ISA Trans. 2023 Jul;138:318-328. doi: 10.1016/j.isatra.2023.03.003. Epub 2023 Mar 8.
This paper studies the distributed time-varying output formation tracking problem for heterogeneous multi-agent systems with both diverse dimensions and parameters. The output of each follower is supposed to track that of the virtual leader while accomplishing a time-varying formation configuration. First, a distributed trajectory generator is proposed based on neighboring interactions to reconstitute the state of virtual leader and provide expected trajectories with the formation incorporated. Second, an optimal tracking controller is designed by the model-free reinforcement learning technique using online off-policy data instead of requiring any knowledge of the followers' dynamics. Stabilities of the learning process and resulting controller are analyzed while solutions to the output regulator equations are equivalently obtained. Third, a compensational input is designed for each follower based on previous learning results and a derived feasibility condition. It is proved that the output formation tracking error converges to zero asymptotically with the biases to cost functions being restricted arbitrarily small. Finally, numerical simulations verify the proposed learning and control scheme.
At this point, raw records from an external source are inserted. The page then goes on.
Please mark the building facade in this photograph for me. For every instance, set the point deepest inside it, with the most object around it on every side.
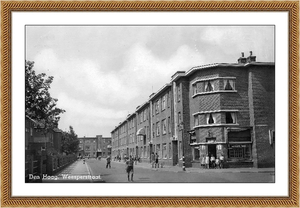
(217, 109)
(94, 147)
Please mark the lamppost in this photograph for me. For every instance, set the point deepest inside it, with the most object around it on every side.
(183, 159)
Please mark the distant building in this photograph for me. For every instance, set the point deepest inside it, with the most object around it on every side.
(94, 146)
(217, 109)
(37, 140)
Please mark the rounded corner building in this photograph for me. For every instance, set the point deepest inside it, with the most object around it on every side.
(223, 109)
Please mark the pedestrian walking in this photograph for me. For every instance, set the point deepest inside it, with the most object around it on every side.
(135, 159)
(212, 161)
(207, 162)
(129, 168)
(217, 163)
(108, 160)
(222, 161)
(152, 159)
(156, 160)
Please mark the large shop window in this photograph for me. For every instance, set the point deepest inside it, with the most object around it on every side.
(239, 151)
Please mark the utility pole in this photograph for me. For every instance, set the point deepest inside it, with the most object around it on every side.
(183, 159)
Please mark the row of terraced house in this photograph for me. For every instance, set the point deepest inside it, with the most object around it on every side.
(217, 109)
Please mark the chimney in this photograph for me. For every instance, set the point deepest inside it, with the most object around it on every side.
(251, 58)
(242, 60)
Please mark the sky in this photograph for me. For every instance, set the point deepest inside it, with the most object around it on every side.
(102, 73)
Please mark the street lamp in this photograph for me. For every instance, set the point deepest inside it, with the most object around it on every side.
(183, 159)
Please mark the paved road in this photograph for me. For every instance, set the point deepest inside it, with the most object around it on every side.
(143, 173)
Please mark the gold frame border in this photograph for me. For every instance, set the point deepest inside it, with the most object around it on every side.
(292, 7)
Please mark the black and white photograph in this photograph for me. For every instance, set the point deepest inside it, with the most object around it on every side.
(150, 104)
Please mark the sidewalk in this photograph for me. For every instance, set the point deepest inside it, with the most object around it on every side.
(77, 172)
(203, 170)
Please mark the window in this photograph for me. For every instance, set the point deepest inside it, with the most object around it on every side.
(164, 126)
(178, 93)
(208, 86)
(170, 150)
(153, 108)
(210, 119)
(196, 120)
(168, 99)
(196, 154)
(142, 152)
(145, 151)
(180, 150)
(229, 84)
(153, 130)
(157, 106)
(163, 104)
(157, 128)
(164, 150)
(195, 90)
(230, 118)
(158, 150)
(271, 137)
(179, 118)
(239, 151)
(169, 124)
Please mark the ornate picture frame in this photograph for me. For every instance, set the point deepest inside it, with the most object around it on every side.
(7, 200)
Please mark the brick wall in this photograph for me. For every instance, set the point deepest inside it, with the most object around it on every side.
(263, 88)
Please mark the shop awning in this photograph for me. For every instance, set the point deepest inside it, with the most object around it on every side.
(141, 132)
(237, 129)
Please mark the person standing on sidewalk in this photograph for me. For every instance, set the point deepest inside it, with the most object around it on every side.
(108, 160)
(207, 161)
(156, 160)
(221, 161)
(152, 159)
(129, 168)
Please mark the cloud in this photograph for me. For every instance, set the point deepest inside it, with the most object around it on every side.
(87, 118)
(145, 69)
(97, 97)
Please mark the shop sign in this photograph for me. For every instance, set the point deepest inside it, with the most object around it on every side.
(238, 145)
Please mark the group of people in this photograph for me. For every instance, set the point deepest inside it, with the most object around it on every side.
(154, 160)
(213, 162)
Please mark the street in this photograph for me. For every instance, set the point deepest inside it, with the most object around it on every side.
(143, 173)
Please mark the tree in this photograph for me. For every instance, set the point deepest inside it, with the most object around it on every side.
(39, 104)
(70, 142)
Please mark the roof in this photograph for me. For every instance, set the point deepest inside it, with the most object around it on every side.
(207, 66)
(160, 91)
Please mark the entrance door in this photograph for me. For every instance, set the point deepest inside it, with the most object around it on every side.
(175, 152)
(212, 150)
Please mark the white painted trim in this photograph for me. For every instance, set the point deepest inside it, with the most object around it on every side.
(214, 125)
(215, 111)
(211, 78)
(214, 92)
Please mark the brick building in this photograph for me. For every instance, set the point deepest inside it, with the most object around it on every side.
(94, 146)
(217, 109)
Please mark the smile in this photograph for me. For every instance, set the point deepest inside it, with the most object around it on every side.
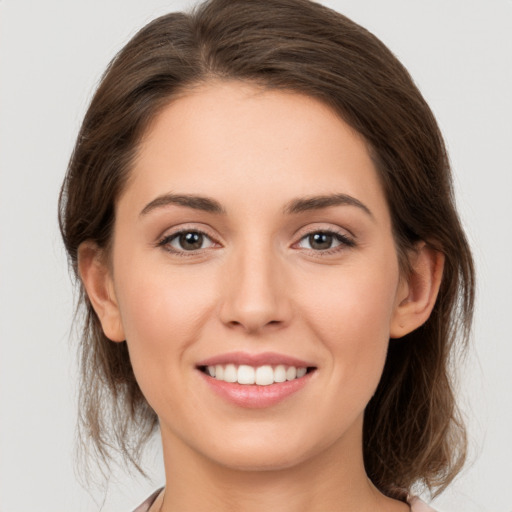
(261, 375)
(255, 380)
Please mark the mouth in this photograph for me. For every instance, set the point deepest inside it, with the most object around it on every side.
(264, 375)
(255, 380)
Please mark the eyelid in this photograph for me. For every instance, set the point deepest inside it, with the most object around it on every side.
(346, 239)
(163, 241)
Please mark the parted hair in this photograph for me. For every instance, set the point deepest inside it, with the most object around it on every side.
(413, 434)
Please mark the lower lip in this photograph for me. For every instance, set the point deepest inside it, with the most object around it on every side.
(254, 396)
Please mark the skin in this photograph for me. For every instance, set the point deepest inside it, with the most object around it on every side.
(258, 285)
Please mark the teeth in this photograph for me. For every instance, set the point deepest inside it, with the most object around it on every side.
(262, 375)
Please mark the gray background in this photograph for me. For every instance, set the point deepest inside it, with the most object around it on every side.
(52, 54)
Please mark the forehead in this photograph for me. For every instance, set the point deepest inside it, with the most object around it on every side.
(233, 140)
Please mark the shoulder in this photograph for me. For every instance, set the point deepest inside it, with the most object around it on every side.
(419, 506)
(144, 507)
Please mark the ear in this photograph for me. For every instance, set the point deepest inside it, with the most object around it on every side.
(97, 280)
(418, 290)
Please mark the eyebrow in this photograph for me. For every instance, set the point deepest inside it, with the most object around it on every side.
(325, 201)
(201, 203)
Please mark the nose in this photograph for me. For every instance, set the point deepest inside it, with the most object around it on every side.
(256, 292)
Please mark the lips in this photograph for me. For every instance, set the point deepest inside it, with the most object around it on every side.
(255, 380)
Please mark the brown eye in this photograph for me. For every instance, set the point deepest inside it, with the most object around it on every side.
(325, 240)
(320, 241)
(187, 241)
(190, 241)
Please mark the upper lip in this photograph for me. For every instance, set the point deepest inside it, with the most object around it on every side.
(264, 358)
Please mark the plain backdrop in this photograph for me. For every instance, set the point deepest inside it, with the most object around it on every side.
(52, 54)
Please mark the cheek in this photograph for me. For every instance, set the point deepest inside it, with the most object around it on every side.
(352, 314)
(163, 313)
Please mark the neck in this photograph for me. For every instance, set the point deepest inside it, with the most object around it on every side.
(333, 480)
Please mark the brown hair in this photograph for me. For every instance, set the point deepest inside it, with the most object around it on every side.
(412, 430)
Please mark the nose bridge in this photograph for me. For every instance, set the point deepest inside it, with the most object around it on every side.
(255, 294)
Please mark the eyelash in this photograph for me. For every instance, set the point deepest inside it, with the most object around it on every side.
(344, 242)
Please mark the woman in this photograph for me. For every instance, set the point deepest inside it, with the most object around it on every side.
(260, 214)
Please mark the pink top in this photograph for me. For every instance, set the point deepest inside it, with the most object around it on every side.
(416, 504)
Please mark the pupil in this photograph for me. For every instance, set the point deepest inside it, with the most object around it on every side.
(320, 241)
(191, 241)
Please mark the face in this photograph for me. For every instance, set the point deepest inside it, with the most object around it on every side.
(253, 243)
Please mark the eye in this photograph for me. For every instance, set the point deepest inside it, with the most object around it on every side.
(324, 240)
(187, 241)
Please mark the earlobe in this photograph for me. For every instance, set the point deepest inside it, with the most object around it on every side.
(97, 280)
(418, 291)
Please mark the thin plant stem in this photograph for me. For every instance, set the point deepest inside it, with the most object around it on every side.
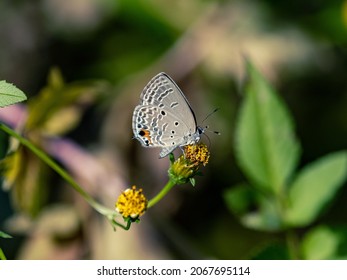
(2, 255)
(161, 194)
(292, 244)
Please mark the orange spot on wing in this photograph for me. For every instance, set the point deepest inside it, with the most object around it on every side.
(146, 134)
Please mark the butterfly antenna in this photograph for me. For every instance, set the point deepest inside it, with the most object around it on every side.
(214, 111)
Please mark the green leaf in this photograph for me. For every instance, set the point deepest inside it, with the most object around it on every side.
(10, 94)
(254, 210)
(325, 243)
(314, 187)
(272, 251)
(266, 147)
(4, 235)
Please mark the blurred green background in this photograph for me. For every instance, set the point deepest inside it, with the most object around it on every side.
(300, 47)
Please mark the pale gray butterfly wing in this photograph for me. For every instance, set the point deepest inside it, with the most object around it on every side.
(164, 117)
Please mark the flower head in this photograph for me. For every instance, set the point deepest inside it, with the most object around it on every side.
(197, 154)
(131, 203)
(187, 166)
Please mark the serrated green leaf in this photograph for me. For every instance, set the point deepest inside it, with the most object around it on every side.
(10, 94)
(4, 235)
(325, 243)
(266, 147)
(314, 187)
(254, 210)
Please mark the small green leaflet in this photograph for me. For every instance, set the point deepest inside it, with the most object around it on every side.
(10, 94)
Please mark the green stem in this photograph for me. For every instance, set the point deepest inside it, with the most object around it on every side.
(109, 213)
(2, 255)
(292, 244)
(161, 194)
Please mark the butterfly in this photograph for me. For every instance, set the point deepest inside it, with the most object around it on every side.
(164, 118)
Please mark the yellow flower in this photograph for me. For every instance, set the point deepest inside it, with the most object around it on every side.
(197, 154)
(131, 203)
(187, 166)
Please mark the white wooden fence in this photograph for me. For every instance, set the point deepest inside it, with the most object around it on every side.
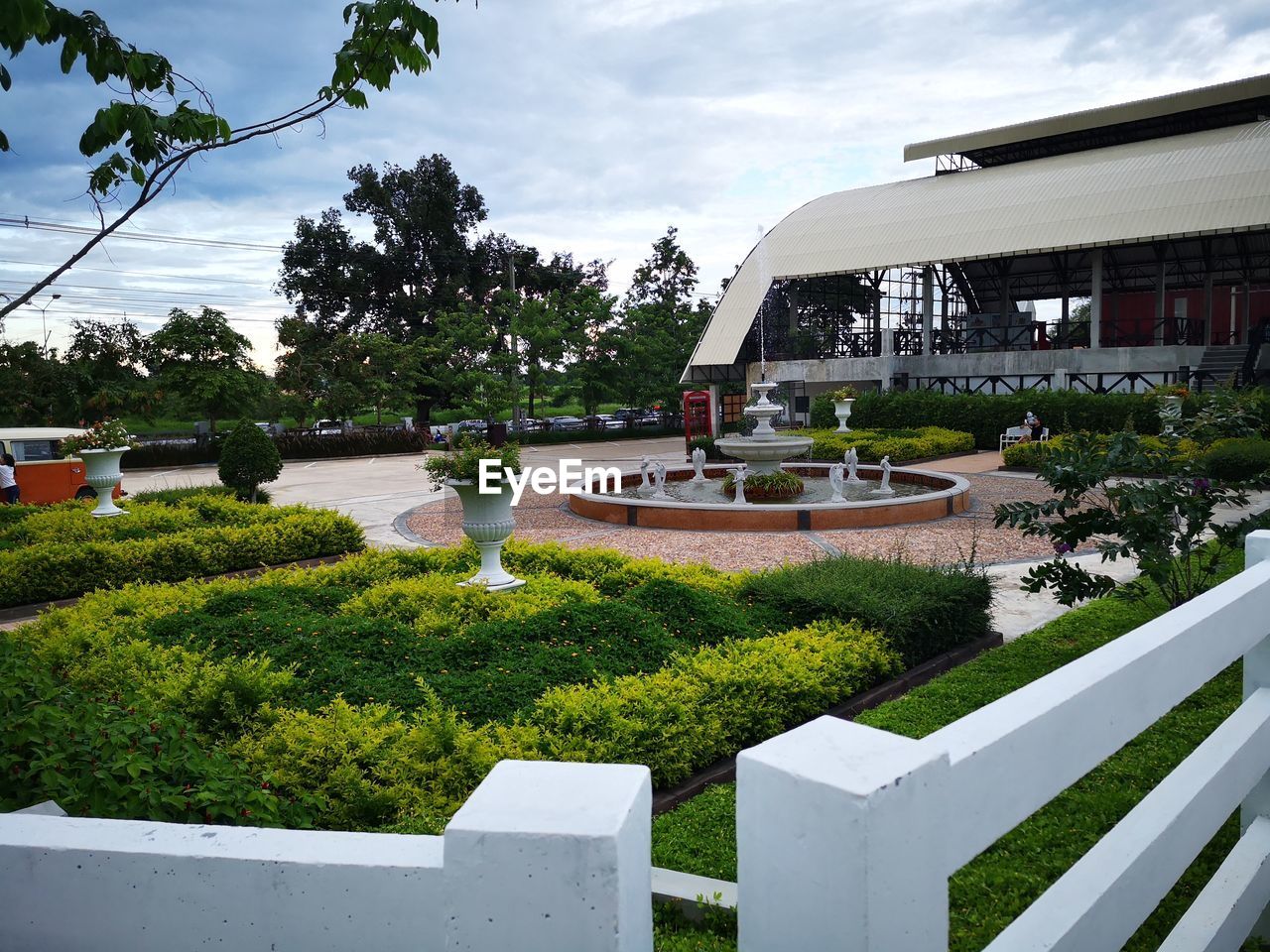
(846, 835)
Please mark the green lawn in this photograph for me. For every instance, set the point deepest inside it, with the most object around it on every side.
(988, 892)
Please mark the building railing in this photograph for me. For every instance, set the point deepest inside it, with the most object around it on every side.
(846, 835)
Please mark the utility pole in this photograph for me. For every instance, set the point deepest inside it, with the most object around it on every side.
(516, 359)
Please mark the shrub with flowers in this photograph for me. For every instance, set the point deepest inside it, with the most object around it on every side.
(107, 434)
(1164, 524)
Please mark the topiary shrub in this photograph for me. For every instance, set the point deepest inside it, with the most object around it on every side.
(1237, 460)
(248, 458)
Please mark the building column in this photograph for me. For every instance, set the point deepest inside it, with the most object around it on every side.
(1096, 298)
(1207, 308)
(928, 307)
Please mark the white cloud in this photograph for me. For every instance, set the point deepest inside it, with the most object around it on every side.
(590, 127)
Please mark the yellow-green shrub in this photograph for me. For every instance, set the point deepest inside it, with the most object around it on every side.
(710, 703)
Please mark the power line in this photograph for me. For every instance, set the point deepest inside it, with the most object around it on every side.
(140, 275)
(40, 225)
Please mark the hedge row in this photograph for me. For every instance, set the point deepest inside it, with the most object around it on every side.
(49, 570)
(988, 416)
(996, 887)
(343, 685)
(871, 445)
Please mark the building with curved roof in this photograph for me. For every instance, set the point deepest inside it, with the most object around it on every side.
(1146, 226)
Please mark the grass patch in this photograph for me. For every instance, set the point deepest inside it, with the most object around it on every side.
(989, 892)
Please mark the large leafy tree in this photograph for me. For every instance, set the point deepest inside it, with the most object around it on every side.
(105, 361)
(658, 326)
(200, 363)
(150, 130)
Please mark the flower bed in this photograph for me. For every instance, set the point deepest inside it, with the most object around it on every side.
(62, 551)
(375, 693)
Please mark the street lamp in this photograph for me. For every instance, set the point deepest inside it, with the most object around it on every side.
(44, 326)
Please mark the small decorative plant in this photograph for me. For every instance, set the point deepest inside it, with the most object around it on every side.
(463, 461)
(766, 485)
(107, 434)
(1164, 390)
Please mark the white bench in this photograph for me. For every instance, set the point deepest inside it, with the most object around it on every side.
(1016, 433)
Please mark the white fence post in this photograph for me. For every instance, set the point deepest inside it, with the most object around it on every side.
(550, 857)
(1256, 674)
(839, 842)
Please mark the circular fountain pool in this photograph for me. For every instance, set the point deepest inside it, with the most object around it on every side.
(919, 495)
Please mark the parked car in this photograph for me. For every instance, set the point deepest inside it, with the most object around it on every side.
(42, 475)
(604, 421)
(561, 424)
(636, 416)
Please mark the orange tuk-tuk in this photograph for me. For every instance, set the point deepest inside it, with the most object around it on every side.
(42, 475)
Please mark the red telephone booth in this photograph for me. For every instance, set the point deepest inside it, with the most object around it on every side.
(697, 416)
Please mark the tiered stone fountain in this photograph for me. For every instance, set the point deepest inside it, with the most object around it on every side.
(765, 448)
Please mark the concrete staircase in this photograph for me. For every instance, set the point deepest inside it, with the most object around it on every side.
(1223, 362)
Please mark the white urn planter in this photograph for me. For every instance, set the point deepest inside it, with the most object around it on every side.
(1170, 413)
(102, 472)
(842, 411)
(488, 522)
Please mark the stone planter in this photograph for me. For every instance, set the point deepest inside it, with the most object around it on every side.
(488, 522)
(842, 411)
(1170, 413)
(102, 472)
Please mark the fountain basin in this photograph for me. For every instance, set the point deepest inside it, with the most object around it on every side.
(933, 495)
(763, 454)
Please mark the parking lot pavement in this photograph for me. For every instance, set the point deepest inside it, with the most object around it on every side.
(376, 490)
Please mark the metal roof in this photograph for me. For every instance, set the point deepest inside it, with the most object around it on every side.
(1201, 182)
(1207, 98)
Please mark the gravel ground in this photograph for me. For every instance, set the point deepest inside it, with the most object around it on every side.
(944, 540)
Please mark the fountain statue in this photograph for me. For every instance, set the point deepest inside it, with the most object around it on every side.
(884, 489)
(851, 460)
(698, 463)
(835, 483)
(740, 472)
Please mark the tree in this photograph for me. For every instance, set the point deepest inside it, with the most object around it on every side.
(107, 363)
(202, 363)
(248, 460)
(658, 326)
(159, 131)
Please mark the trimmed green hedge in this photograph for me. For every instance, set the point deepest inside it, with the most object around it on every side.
(1029, 456)
(988, 416)
(988, 892)
(871, 445)
(63, 551)
(380, 692)
(925, 611)
(1237, 460)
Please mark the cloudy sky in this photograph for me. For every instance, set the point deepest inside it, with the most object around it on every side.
(588, 126)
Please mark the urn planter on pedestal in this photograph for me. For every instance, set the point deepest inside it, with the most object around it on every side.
(1170, 413)
(102, 472)
(842, 411)
(488, 522)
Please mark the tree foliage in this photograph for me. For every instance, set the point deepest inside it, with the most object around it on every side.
(160, 119)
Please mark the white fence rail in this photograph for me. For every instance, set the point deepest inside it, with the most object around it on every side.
(846, 835)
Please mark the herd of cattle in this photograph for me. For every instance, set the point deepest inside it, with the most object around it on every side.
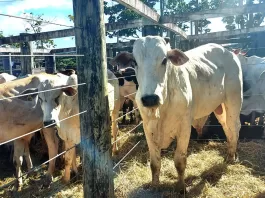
(173, 91)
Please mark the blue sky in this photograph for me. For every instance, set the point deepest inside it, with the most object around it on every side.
(56, 11)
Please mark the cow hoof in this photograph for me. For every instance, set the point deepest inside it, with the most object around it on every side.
(46, 181)
(18, 186)
(231, 159)
(32, 173)
(180, 187)
(65, 181)
(74, 176)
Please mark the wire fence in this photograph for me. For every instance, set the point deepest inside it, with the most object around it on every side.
(42, 165)
(36, 20)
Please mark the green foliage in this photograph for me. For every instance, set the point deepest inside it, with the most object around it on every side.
(175, 7)
(242, 21)
(36, 22)
(62, 62)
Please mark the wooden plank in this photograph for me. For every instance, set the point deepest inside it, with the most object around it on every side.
(145, 11)
(26, 61)
(174, 28)
(221, 12)
(140, 8)
(226, 34)
(95, 123)
(225, 41)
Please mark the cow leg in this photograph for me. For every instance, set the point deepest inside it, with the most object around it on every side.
(124, 109)
(74, 165)
(115, 130)
(153, 142)
(180, 156)
(261, 119)
(19, 148)
(229, 119)
(253, 117)
(27, 156)
(131, 114)
(52, 143)
(69, 157)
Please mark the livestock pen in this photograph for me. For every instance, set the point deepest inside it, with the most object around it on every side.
(207, 175)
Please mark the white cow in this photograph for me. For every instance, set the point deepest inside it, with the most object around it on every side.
(176, 88)
(19, 116)
(5, 77)
(62, 103)
(57, 105)
(253, 69)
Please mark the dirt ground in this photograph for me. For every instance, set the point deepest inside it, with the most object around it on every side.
(206, 174)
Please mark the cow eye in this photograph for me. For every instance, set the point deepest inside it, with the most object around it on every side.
(57, 100)
(164, 62)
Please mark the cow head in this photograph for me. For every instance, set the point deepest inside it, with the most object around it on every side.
(155, 60)
(123, 60)
(52, 101)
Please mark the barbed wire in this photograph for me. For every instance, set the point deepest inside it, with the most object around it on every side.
(41, 128)
(127, 133)
(41, 166)
(6, 98)
(125, 114)
(47, 22)
(120, 77)
(126, 154)
(42, 55)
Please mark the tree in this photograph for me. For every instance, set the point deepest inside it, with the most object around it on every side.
(175, 7)
(36, 23)
(244, 20)
(63, 62)
(119, 13)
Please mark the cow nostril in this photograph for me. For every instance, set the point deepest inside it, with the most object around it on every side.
(150, 100)
(50, 123)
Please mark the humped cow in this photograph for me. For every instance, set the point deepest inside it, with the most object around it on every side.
(5, 77)
(253, 69)
(19, 116)
(128, 86)
(178, 87)
(62, 103)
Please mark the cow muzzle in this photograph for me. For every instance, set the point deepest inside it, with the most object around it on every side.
(50, 123)
(150, 100)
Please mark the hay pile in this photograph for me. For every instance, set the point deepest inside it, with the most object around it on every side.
(206, 174)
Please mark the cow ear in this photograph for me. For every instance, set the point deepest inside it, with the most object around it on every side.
(244, 53)
(236, 51)
(33, 94)
(123, 59)
(69, 91)
(167, 39)
(177, 57)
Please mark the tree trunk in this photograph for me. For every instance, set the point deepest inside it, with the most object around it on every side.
(26, 61)
(93, 97)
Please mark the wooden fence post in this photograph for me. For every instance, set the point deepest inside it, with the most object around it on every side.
(26, 61)
(93, 97)
(50, 64)
(10, 63)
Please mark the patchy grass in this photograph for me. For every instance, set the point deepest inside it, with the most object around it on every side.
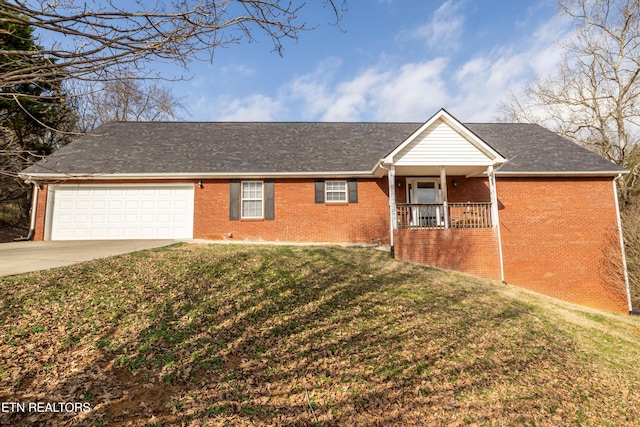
(240, 335)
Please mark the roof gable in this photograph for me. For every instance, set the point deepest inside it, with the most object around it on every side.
(234, 149)
(443, 141)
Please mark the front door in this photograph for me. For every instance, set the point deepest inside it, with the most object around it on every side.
(426, 193)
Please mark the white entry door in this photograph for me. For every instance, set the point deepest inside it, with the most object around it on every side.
(425, 192)
(88, 212)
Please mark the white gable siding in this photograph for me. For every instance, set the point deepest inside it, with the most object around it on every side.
(441, 145)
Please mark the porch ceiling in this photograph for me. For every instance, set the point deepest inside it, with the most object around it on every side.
(467, 170)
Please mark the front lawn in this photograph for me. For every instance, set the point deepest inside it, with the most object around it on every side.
(214, 335)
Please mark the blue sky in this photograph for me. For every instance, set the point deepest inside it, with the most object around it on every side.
(391, 60)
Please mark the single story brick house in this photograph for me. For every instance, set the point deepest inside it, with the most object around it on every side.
(508, 202)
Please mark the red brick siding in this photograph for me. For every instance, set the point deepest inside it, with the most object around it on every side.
(470, 250)
(41, 209)
(557, 237)
(297, 217)
(473, 251)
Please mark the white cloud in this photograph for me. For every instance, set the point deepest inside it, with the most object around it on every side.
(445, 28)
(410, 90)
(255, 107)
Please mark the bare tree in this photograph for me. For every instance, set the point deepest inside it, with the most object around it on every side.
(97, 40)
(594, 97)
(128, 98)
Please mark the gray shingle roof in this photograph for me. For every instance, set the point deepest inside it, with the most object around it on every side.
(254, 148)
(532, 148)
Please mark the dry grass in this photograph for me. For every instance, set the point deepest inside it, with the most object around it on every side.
(261, 336)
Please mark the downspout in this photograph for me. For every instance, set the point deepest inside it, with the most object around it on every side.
(495, 217)
(392, 202)
(622, 249)
(34, 207)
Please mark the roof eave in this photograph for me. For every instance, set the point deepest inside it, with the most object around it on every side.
(559, 173)
(183, 176)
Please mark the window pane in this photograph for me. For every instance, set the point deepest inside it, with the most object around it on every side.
(336, 191)
(252, 209)
(251, 205)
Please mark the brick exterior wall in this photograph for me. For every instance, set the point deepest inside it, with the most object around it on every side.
(470, 250)
(559, 235)
(297, 218)
(560, 238)
(41, 210)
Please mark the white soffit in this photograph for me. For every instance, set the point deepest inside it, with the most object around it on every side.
(444, 141)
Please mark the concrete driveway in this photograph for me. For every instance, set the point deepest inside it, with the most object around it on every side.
(24, 257)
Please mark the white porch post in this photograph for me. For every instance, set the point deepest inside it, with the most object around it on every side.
(443, 187)
(393, 212)
(495, 220)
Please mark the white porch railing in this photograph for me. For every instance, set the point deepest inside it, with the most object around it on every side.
(440, 215)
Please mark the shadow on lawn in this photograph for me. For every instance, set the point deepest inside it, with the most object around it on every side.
(294, 336)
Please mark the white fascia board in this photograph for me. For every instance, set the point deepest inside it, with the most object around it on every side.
(458, 127)
(560, 173)
(153, 176)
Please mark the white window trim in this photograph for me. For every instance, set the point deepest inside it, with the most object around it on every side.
(345, 192)
(243, 199)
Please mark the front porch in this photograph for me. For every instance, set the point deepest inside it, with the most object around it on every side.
(443, 215)
(443, 204)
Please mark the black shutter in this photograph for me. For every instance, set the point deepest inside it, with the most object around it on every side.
(319, 190)
(353, 190)
(268, 199)
(234, 202)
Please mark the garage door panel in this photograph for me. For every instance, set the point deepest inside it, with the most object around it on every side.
(86, 212)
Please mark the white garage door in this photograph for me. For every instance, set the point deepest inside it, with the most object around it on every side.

本文研究了维度和参数均不同的异构多智能体系统的分布式时变输出编队跟踪问题。每个跟随者的输出都需要跟踪虚拟领导者的输出,同时完成时变编队配置。首先,基于邻居间的相互作用,提出了一种分布式轨迹生成器来重构虚拟领导者的状态,并提供包含编队的期望轨迹。其次,利用无模型强化学习技术设计了最优跟踪控制器,通过在线的非策略数据进行学习,而无需任何关于跟随者动力学的知识。分析了学习过程和所得控制器的稳定性,同时等效地得到了输出调节器方程的解。然后,根据之前的学习结果和导出的可行性条件,为每个跟随者设计了补偿输入。证明了输出编队跟踪误差随代价函数的偏差任意小而渐近收敛到零。最后,数值仿真验证了所提出的学习和控制方案。